Die Konzepte der drei Hochschulen reichten von der Entwicklung von Anreizsystemen für Ausgründungen und dem expliziten Fokus auf High-Potential-Startups, über die Etablierung neuer Entrepreneurship-Lehrgänge, bis hin zur Schaffung internationaler Gründer-Communities.

Hochschulen als Treiber unternehmerischen Denkens und Handelns

Probieren geht über Studieren – in diesem Sinne unterstützen die Gründungsförderungen und –initiativen  ihre Studierenden, Absolventen und Mitarbeiter durch Beratungsleistungen, kostenlose oder günstige Büroräume und Zugang zu wichtigen Netzwerken. Diese Leistungen sollen das unternehmerische Potential an Hochschulen fördern und dabei helfen die innovativen Ideen in eine Unternehmensgründung zu überführen.

Um dieses riesige Potential zu erschließen, unterstützt der Bund mit dem Programm „EXIST – Existenzgründungen aus der Wissenschaft“ seit 1998 Maßnahmen, die den Unternehmergeist an Hochschulen stärken und die Selbstständigkeit als eine echte Alternative zur Beschäftigung als Arbeitnehmer aufzeigen sollen. EXIST ist dabei Bestandteil der „Hightech-Strategie“ der Bundesregierung sowie der Initiative „Gründerland Deutschland“ des BMWi.

EXIST – Existenzgründungen aus der Wissenschaft

Neben dem Programm zur Förderung der Gründungskultur an Hochschulen, bietet EXIST außerdem umfangreiche Förderungen für Gründungsteams mit innovativen Geschäftsideen. Besonders attraktiv ist das Exist-Gründerstipendium, über das Gründerszene bereits berichtete:

Durch das EXIST-Gründerstipendium werden Gründerteams während der Vorgründungsphase umfangreich unterstützt, damit sie innerhalb eines Jahres einen Businessplan erstellen und ihre Produkt­- oder Dienstleistungsidee entwickeln können. Die heterogenen Teams, die in der Regel aus zwei bis drei Gründerinnen und Gründern bestehen, erhalten für ein Jahr ein Stipendium (Promovierte Gründer/innen erhalten 2.500 Euro/Monat, Absolventen mit Hochschulabschluss 2.000 Euro/Monat und Studierende 800 Euro/Monat) sowie Sach­ und Coachingmittel. Je Gründungsvorhaben beträgt die nicht-rückzahlbare Förderung durchschnittlich etwa 83.000 Euro.
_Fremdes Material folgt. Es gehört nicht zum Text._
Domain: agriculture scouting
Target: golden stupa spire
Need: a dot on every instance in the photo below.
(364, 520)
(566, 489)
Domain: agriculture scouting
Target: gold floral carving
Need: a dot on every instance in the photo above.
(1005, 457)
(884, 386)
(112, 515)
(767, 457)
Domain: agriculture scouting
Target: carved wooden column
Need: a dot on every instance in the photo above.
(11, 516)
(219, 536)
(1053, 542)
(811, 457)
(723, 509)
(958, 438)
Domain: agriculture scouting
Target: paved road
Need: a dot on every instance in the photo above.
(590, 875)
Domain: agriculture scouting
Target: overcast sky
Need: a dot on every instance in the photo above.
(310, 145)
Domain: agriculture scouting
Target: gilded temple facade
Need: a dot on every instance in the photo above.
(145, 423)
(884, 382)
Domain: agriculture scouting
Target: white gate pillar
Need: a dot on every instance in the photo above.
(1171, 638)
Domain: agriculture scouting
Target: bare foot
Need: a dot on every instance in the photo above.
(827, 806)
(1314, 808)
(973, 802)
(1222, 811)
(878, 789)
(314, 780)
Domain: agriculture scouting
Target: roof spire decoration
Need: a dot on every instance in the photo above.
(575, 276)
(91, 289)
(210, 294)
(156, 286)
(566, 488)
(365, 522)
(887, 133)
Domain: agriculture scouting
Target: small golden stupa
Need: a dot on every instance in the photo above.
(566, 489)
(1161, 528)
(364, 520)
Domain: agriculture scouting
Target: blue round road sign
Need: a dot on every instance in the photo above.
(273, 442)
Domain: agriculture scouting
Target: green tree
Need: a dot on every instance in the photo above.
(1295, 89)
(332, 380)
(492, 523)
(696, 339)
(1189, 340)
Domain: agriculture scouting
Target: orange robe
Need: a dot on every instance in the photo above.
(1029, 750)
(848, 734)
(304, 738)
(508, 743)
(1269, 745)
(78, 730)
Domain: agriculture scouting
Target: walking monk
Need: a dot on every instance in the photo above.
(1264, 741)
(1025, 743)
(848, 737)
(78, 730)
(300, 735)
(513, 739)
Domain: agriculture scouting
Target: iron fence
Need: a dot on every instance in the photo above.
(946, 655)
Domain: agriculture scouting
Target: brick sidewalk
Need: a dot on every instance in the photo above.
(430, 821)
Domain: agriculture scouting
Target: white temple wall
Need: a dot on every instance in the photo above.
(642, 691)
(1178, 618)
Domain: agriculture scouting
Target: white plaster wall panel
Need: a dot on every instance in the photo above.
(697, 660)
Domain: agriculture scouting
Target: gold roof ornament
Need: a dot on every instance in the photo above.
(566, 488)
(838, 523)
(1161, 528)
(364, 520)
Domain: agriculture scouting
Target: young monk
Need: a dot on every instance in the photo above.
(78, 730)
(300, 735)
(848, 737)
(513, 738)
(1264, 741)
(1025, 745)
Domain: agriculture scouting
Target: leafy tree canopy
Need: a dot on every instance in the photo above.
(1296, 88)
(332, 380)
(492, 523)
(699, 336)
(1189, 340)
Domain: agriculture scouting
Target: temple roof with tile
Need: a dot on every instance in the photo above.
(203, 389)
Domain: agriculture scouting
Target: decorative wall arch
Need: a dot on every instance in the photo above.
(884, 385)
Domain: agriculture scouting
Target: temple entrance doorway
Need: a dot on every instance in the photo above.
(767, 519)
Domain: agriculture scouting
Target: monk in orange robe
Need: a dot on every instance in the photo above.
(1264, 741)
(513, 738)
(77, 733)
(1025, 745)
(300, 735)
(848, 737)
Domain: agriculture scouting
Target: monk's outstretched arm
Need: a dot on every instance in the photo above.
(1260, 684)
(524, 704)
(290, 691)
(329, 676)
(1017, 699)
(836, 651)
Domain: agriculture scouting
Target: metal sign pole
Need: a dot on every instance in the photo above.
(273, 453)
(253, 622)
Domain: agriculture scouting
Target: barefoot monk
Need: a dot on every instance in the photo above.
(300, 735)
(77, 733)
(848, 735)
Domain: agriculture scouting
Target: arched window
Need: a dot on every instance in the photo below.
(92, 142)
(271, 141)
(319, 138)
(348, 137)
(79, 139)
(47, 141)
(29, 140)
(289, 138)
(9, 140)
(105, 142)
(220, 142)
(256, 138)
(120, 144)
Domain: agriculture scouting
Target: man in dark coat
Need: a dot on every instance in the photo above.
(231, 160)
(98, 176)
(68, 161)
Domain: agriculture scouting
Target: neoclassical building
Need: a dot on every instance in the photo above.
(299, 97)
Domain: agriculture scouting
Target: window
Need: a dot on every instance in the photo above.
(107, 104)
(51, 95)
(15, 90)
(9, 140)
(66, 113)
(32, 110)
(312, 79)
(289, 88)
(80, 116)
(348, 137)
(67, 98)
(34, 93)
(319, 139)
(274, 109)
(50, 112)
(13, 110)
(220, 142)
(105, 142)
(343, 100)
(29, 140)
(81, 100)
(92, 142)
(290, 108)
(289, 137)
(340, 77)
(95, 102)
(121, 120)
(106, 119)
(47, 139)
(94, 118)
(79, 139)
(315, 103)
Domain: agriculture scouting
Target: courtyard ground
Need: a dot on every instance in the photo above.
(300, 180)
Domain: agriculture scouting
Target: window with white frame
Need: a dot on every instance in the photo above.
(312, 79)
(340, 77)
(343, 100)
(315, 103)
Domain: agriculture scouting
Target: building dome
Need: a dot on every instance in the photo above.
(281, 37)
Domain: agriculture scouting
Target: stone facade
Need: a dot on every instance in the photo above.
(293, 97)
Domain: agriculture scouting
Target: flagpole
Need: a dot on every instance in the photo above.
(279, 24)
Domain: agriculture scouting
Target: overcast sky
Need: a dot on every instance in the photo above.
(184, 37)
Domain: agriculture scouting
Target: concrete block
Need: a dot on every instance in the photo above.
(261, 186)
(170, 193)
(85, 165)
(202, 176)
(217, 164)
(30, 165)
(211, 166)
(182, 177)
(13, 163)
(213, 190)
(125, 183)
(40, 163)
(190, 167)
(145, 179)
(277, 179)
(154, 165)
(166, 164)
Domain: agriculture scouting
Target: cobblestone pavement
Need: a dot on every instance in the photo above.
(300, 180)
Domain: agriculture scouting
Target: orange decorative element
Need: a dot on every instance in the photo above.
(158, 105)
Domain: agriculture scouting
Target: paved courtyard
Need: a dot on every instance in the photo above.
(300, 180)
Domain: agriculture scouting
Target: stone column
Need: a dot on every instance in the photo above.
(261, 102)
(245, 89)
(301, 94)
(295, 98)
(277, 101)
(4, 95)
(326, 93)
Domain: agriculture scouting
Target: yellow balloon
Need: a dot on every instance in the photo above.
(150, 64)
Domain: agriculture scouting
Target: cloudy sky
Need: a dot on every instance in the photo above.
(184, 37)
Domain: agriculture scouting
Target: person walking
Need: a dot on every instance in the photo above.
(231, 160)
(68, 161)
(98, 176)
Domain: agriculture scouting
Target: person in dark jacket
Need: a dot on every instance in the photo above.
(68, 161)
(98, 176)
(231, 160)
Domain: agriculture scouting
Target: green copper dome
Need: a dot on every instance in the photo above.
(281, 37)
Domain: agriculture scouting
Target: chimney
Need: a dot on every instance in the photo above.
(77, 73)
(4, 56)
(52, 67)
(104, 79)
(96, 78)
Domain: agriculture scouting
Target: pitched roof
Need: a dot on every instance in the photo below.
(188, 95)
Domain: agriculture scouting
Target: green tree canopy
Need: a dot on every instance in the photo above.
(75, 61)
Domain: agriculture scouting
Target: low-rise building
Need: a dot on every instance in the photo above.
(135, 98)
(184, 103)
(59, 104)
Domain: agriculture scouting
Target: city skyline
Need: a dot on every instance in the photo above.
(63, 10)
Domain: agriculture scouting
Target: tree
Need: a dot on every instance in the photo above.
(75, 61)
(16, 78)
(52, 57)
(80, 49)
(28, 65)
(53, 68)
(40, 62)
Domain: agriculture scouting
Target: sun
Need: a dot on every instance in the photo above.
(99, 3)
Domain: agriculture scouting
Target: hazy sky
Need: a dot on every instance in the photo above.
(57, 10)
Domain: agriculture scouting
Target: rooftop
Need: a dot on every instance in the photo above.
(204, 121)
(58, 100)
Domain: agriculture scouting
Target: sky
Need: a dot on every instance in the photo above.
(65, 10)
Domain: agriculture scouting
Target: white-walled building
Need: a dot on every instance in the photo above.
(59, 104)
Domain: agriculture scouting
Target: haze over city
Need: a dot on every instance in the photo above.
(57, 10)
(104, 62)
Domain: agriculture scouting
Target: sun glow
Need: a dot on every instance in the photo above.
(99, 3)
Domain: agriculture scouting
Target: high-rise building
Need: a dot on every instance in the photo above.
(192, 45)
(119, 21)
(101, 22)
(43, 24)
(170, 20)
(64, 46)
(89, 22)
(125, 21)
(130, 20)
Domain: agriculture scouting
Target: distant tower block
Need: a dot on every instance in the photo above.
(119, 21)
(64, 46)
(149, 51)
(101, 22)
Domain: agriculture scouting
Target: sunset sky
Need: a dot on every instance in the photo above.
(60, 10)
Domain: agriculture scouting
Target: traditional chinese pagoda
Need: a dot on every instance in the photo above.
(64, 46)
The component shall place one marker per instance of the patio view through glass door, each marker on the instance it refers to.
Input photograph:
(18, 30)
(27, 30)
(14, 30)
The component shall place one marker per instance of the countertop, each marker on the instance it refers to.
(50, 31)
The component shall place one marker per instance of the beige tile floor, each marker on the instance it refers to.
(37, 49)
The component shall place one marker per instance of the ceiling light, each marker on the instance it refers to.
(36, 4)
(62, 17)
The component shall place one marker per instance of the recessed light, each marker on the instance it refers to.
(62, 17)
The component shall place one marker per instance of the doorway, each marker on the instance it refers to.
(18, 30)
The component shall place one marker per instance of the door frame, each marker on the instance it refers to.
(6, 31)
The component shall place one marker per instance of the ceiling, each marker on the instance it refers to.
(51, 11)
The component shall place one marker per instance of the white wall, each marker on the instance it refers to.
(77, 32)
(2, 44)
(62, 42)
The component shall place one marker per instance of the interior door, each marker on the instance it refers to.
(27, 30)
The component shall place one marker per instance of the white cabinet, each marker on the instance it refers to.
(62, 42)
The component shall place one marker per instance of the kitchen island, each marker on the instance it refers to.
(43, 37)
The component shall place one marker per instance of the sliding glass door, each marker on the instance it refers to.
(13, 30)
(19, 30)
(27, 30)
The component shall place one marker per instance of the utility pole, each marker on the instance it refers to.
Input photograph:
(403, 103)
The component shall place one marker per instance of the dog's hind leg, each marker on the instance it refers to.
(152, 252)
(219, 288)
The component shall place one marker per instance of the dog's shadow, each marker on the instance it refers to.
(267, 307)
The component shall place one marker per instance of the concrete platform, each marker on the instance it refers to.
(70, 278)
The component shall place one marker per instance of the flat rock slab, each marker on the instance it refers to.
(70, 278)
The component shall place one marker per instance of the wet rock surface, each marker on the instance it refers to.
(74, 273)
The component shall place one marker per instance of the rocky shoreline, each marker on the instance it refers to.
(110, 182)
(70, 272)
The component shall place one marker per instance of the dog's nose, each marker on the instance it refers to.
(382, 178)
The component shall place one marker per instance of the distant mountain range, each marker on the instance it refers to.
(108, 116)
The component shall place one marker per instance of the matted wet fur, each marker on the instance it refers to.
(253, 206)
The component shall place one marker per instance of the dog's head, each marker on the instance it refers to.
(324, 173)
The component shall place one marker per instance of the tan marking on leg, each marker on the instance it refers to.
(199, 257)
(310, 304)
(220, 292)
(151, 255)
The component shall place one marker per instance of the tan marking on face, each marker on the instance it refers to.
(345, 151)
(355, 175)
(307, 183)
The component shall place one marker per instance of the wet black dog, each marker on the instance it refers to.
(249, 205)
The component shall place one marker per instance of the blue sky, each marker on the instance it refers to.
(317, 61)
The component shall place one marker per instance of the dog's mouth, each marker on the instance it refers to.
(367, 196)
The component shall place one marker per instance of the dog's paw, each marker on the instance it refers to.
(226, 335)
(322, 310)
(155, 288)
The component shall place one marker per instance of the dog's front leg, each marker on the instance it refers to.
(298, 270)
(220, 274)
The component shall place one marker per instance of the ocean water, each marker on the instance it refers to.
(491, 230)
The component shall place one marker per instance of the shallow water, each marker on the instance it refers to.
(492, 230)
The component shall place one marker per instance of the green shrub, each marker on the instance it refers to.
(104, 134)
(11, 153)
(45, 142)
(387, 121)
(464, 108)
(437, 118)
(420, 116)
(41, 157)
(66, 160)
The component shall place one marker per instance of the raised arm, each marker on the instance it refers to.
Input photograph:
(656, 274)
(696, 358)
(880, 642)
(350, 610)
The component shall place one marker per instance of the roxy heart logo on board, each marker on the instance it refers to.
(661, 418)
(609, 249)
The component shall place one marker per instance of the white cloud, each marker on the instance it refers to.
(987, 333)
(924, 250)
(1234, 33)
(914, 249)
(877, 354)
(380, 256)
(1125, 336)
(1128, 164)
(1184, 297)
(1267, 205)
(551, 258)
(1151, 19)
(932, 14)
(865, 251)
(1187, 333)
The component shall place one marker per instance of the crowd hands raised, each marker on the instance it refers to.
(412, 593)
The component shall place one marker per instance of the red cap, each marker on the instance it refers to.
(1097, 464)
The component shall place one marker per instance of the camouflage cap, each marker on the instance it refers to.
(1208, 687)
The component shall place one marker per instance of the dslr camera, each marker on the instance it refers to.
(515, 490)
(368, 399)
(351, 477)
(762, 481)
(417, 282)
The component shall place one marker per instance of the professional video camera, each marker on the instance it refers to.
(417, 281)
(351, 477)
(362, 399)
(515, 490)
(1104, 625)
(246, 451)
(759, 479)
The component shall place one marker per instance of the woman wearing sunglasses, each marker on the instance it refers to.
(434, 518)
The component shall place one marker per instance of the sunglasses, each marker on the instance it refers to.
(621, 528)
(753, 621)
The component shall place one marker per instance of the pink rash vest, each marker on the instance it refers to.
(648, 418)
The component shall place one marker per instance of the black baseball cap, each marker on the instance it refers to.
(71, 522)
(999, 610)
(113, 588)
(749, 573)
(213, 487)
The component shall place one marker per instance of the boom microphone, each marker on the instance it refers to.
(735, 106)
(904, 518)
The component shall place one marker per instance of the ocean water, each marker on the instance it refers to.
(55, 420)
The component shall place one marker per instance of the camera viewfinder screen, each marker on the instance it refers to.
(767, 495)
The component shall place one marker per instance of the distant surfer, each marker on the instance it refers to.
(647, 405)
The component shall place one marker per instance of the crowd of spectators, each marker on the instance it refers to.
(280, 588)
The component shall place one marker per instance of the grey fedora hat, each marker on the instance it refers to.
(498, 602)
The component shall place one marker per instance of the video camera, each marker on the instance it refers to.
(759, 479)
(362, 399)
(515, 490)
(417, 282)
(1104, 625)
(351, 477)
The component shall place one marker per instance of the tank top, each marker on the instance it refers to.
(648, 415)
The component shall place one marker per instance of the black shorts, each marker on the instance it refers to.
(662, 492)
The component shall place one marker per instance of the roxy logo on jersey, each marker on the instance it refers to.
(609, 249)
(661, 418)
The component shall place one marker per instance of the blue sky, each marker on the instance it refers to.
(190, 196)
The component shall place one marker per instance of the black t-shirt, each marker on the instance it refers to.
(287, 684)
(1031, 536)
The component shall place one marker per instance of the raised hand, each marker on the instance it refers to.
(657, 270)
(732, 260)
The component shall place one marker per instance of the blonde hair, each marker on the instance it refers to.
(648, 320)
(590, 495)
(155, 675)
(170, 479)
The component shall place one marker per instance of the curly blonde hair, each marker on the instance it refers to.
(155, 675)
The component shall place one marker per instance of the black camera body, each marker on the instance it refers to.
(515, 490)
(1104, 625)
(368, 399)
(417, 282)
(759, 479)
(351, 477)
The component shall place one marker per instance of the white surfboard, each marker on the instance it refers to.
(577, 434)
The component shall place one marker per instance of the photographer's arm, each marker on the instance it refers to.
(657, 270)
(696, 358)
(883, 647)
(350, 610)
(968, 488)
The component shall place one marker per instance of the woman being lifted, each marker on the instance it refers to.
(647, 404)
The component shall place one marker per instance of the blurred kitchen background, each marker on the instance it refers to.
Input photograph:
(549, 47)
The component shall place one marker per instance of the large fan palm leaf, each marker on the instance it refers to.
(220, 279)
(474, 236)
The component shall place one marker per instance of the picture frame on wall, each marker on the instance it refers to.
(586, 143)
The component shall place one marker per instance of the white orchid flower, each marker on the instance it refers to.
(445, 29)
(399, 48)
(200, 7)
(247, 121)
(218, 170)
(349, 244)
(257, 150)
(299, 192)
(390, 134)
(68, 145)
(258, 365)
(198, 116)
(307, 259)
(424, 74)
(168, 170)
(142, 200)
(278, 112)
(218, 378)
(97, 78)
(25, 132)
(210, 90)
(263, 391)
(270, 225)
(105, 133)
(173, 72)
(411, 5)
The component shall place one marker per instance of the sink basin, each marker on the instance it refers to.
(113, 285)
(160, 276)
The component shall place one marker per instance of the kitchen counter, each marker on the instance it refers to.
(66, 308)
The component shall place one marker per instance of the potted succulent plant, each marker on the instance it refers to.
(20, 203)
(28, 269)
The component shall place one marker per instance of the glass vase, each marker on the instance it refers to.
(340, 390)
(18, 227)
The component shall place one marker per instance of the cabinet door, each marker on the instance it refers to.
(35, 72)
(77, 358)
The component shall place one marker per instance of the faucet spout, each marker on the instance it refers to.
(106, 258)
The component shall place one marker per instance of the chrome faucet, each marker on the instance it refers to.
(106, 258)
Bereits 672 dieser EXIST-Stipendien wurden seit Programmstart Ende 2007 vergeben und pro Jahr werden rund 180 neue innovative Vorhaben gefördert. Bewerben können sich angehende Gründer mit Geschäftsideen, die in den Bereichen Software, Mobile, Kommunikationstechnologien, Internet, Umwelttechnologien und Medizintechnik angesiedelt sind.